The Department of Finance and the Department of Public Expenditure and Reform have published the Fiscal Monitor for May 2025 confirming an Exchequer surplus of €4.0 billion to the end of May. This compares to a surplus of €0.8 billion recorded for the same period last year.
Tax receipts collected to the end of May were €38.2 billion, which was €3.0 billion higher than the same period in 2024. Excluding the once off receipts from the Court of Justice of the European Union (CJEU) judgement in the Apple State Aid case, total receipts amounted to €36.4 billion, an increase of €1.3 billion on the corresponding period in 2024.
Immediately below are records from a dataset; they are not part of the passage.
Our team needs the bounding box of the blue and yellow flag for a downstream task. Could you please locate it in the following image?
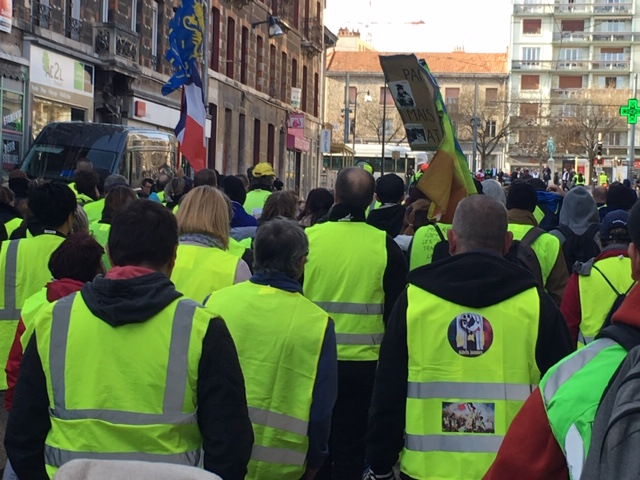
[162,0,204,95]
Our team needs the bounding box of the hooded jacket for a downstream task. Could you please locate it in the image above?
[5,266,253,480]
[4,278,84,411]
[483,285,640,480]
[367,251,572,478]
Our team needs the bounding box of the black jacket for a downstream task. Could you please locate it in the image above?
[367,252,573,474]
[5,273,253,480]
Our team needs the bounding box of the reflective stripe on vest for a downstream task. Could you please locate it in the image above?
[540,338,627,480]
[409,223,451,270]
[304,221,387,361]
[36,293,205,476]
[49,293,197,426]
[578,256,633,344]
[0,240,20,320]
[400,281,540,480]
[206,281,329,480]
[508,223,560,284]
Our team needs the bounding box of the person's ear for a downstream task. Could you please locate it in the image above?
[502,230,513,255]
[447,228,460,256]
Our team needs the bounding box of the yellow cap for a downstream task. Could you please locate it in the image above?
[252,162,276,177]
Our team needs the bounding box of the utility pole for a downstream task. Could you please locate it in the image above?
[627,73,638,181]
[344,72,350,145]
[471,78,478,176]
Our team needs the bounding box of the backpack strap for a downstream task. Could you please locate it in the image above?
[432,222,447,242]
[520,227,547,247]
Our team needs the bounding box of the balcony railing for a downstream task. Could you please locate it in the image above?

Income tax receipts for the month of May were €2.8 billion which was €0.1 billion ahead of receipts collected in May 2024. On a year-to-date basis, receipts to the end of May of €14.5 billion were up by €0.6 billion (4.8 per cent), when compared to May 2024.
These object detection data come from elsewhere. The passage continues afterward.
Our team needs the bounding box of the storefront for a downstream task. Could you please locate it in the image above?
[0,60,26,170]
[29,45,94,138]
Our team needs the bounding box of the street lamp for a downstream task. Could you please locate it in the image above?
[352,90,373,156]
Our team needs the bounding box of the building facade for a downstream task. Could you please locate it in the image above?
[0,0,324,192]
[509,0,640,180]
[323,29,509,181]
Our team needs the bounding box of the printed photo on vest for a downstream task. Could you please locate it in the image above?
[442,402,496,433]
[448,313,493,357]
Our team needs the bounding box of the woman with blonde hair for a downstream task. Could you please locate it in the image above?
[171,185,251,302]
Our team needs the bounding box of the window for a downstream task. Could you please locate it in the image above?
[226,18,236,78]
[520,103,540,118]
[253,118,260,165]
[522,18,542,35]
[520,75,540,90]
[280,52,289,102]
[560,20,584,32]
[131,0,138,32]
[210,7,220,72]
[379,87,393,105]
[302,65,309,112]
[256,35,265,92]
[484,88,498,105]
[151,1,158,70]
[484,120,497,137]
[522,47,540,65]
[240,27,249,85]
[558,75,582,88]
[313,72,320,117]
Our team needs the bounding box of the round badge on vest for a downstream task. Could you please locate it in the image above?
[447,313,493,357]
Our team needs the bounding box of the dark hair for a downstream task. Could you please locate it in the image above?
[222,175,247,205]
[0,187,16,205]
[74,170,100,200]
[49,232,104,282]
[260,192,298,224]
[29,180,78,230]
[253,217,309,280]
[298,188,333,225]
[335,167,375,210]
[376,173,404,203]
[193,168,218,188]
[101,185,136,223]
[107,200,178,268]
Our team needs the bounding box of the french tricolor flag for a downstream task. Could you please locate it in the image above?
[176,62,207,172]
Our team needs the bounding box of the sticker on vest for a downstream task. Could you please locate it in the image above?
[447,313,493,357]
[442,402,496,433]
Corporation tax receipts of €2.5 billion were collected last month which was a reduction of €1.1 billion on the same month last year. As highlighted in the Fiscal Monitor certain exceptional factors which boosted May 2024 receipts are distorting the year-on-year comparison. On a cumulative basis, receipts of €7.4 billion were up by €1.1 billion on the same period last year. When the once-off CJEU receipts are excluded, cumulative corporation tax receipts to May 2025 amounted to €5.7 billion, down on the same period last year by €0.6 billion.
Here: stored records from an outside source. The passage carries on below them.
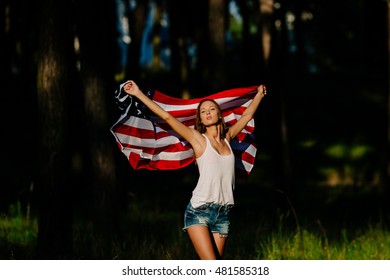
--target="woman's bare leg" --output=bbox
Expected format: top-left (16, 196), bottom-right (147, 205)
top-left (213, 232), bottom-right (227, 258)
top-left (187, 225), bottom-right (221, 260)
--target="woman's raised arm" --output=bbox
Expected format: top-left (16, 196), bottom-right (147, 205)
top-left (226, 85), bottom-right (267, 141)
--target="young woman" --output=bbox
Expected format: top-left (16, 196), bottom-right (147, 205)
top-left (123, 80), bottom-right (266, 260)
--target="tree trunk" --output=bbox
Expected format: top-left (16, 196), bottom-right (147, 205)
top-left (208, 0), bottom-right (227, 90)
top-left (37, 0), bottom-right (72, 259)
top-left (77, 1), bottom-right (118, 258)
top-left (385, 0), bottom-right (390, 197)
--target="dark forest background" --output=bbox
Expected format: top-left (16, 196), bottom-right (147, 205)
top-left (0, 0), bottom-right (390, 259)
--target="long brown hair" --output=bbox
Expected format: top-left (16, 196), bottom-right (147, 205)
top-left (195, 98), bottom-right (226, 139)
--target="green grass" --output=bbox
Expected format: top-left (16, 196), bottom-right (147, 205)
top-left (0, 203), bottom-right (38, 259)
top-left (0, 200), bottom-right (390, 260)
top-left (258, 226), bottom-right (390, 260)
VAT receipts collected in the May of €3.5 billion represented an increase of €0.1 billion when compared to the same month last year. Cumulative receipts of €11.4 billion were ahead by 5.5 percent on end of May last year.
Commenting on the figures, Minister for Finance, Paschal Donohoe said:
“May is one of the more important months for tax revenues, and the steady growth in most tax headings points to an economy that is in a relatively good position. The most notable feature of the May Exchequer returns was in respect of corporation tax, which saw a marked year-on-year drop. While this reflects once-off factors last year, it nonetheless highlights the degree of concentration in the corporate tax base, wherein a small number of multinational firms can significantly impact on the overall tax yield
In a context of unprecedented uncertainty in the international economic landscape, this serves as a timely reminder of Ireland’s exposure to changes in the global trading environment, and of the vital importance of adhering to a sensible and sustainable budgetary strategy.”